While Labov includes these descriptions of his subjects (and this one continues in a footnote), he concludes that they play no part in the focus of his research on stylistic variation. Yet these Steve K sorts of descriptions remain a hallmark and entertaining highlight of all Labov’s research.

Linguistic anthropologists, like sociolinguists, also indulge in the anecdote and aside. I still recall clearly the story one of my anthropology professors relayed about a white (Caucasian) anthropologist’s fieldwork. In a discrete epilogue to his book length ethnography, he revealed that, during his entire time living as a participant-observer in remote Indonesia, the community thought he was a ghost.

In the spontaneous moment of an introduction or over wine at the post-talk reception, a researcher might share something about the connection of their work to their own life. Last month, for example, an esteemed, senior sociolinguist gave a talk here at Penn, and introduced his quantitative, fine-grained analysis with a story about his own experience as a graduate student with a stigmatized North Philadelphia accent. Long after he had finished his PhD and had begun to emerge as a leader in the field, his mentor/professor confessed: From the way you sounded in class, I never thought you would really make it through.

These research outtakes reveal the artifice of the research project and even the research training process, throwing what we might have ignored into the public’s view.

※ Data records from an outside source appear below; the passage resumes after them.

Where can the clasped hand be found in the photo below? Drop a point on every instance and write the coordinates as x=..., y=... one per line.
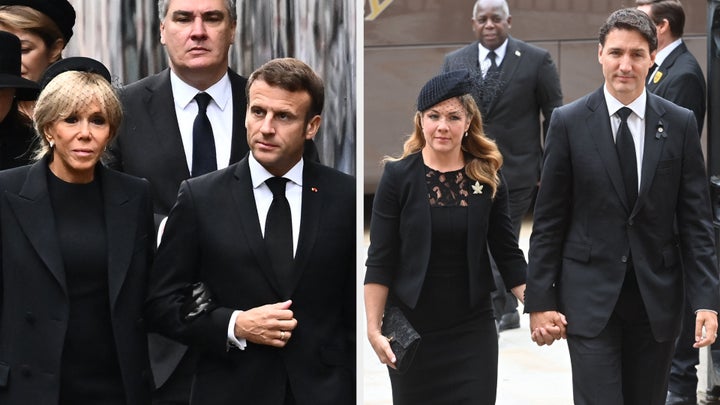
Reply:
x=547, y=327
x=270, y=324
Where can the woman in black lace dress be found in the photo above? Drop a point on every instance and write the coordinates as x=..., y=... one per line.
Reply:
x=437, y=211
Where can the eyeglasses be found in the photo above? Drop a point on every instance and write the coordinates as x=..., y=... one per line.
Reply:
x=496, y=19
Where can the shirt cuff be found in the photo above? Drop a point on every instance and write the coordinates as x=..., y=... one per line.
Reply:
x=232, y=340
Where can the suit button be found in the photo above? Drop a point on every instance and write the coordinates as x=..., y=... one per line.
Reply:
x=30, y=318
x=25, y=371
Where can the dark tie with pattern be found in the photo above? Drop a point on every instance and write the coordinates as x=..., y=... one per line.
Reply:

What we thought was marginalia may be what drives the work.

These days, sociolinguistic outtakes need not drift into the obscurity of footnotes, or asides during the post-talk reception. The structure of social media, the networked arrangement of the Internet, digital media that hyperlinks footnotes and other information, all make asides as easily accessible as the main research article. And those who are “subjects” in that article may be reading or listening to those asides. What if they joined the conversation?

What if we focused on the outtakes? That’s a Citizen Sociolinguistic approach. Now with social media and hyperlinks to even the most obscure trivia, the institutionally sanctioned research question can easily fall to the background, and the footnote can become focal. As the Cowgirl from Toy Story says in a blooper when she accidentally pulls off part of Buzz Lightyear: Should we put this in the movie now?

OutTakeToyStoryMaybe we should put more sociolinguistic outtakes into the official research. We may discover that the new post-globalization, post-Internet language diversity (or “super-diversity”), has been here all along, in the outtakes.